Director Ava DuVernay Swings For the Fences, But “A Wrinkle in Time” Is Only a Bloop Single

 

MARCH 29, 2018

After creating two of the most challenging films in the past four years about African-American history, Ava DuVernay would seem to be able to direct almost anything.  So a children’s film should be no sweat, right?

Well…..

DuVernay’s last two films — 2014’s “Selma,” a dramatization of the famed march led by Dr. Martin Luther King, and 2016’s “13th,” a documentary focusing on black incarceration and the 13th Amendment — were each nominated for major Academy Awards (“Selma” for Best Picture and “13th” for Best Documentary Feature).

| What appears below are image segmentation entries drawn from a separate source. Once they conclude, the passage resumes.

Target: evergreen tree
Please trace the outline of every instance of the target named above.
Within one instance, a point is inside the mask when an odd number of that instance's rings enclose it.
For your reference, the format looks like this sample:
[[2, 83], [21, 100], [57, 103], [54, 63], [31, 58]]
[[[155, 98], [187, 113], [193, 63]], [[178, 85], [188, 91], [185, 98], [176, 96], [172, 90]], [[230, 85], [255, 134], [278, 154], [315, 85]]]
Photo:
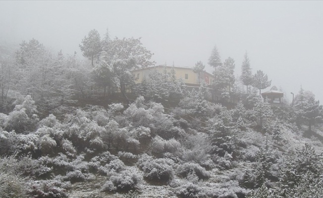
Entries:
[[281, 130], [281, 123], [279, 122], [276, 122], [275, 126], [272, 129], [272, 140], [278, 143], [282, 140]]
[[231, 93], [231, 88], [235, 80], [235, 66], [234, 60], [230, 57], [225, 59], [224, 64], [218, 66], [216, 72], [214, 73], [214, 85], [216, 90], [224, 90]]
[[153, 64], [154, 62], [149, 61], [153, 53], [142, 46], [140, 38], [116, 38], [103, 48], [107, 52], [105, 61], [111, 69], [113, 85], [127, 99], [126, 90], [135, 84], [130, 71]]
[[211, 66], [214, 67], [215, 71], [216, 71], [217, 67], [222, 65], [221, 57], [217, 51], [216, 46], [215, 46], [214, 48], [213, 48], [211, 52], [211, 55], [209, 58], [209, 62], [208, 63]]
[[306, 123], [310, 131], [316, 122], [323, 118], [323, 107], [320, 101], [315, 100], [315, 96], [311, 92], [304, 91], [302, 88], [295, 96], [295, 108], [298, 124]]
[[205, 66], [201, 61], [198, 61], [196, 63], [195, 63], [195, 65], [193, 68], [193, 71], [197, 73], [199, 75], [198, 78], [199, 84], [201, 83], [201, 79], [202, 79], [201, 74], [203, 72], [204, 68], [205, 68]]
[[244, 59], [242, 62], [241, 66], [241, 76], [240, 79], [243, 85], [247, 86], [247, 93], [249, 93], [248, 86], [252, 84], [253, 76], [250, 67], [250, 61], [248, 56], [248, 53], [246, 52], [244, 56]]
[[99, 52], [101, 51], [101, 41], [99, 32], [93, 29], [89, 32], [88, 37], [84, 37], [82, 40], [82, 45], [79, 45], [83, 56], [89, 58], [91, 60], [91, 65], [93, 66], [93, 60]]
[[267, 74], [265, 74], [262, 70], [258, 70], [254, 76], [252, 85], [259, 90], [259, 96], [261, 97], [261, 90], [270, 86], [271, 81], [268, 80]]
[[264, 121], [272, 116], [272, 110], [270, 105], [267, 101], [264, 102], [263, 99], [258, 97], [254, 98], [254, 99], [256, 101], [253, 110], [255, 115], [259, 119], [260, 126], [262, 128]]
[[285, 164], [281, 170], [281, 188], [283, 192], [298, 188], [302, 180], [311, 181], [312, 186], [320, 180], [323, 171], [322, 154], [317, 154], [315, 149], [308, 144], [301, 149], [298, 148], [295, 154], [285, 159]]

So when Disney announced that DuVernay would next direct the first feature adaptation of Madeleine L’Engle’s children’s novel “A Wrinkle in Time,” there was enormous excitement within the film industry, as this would mark the first time that a woman of color would direct a film with a budget exceeding $100 million.

Many critics have referred to L’Engle’s book as “beloved,” especially among pre-teen girls.  (Contrary to scurrilous rumors, I was never a pre-teen girl, so “A Wrinkle in Time” was new to me.)  And to seal the deal, Disney brought on screenwriter Jennifer Lee, who wrote the Holy Grail of pre-teen animated films, “Frozen.”

“A Wrinkle in Time” is strongest when it focuses on its heroine, 13 year-old Meg Murry (Storm Reid), who lives in a quaint suburban house with her precocious brother, 6 year-old Charles Wallace (Deric McCabe) and her scientist parents Alex (Chris Pine) and Kate (Gugu Mbatha-Raw).  Alex is fascinated by and experiments with time travel and believes that there is a fold in the fabric of time (called a tesseract) that would allow traveling across vast distances through space.  When, one night, Alex disappears off the face of the earth, Meg is convinced that her father has “tessered.”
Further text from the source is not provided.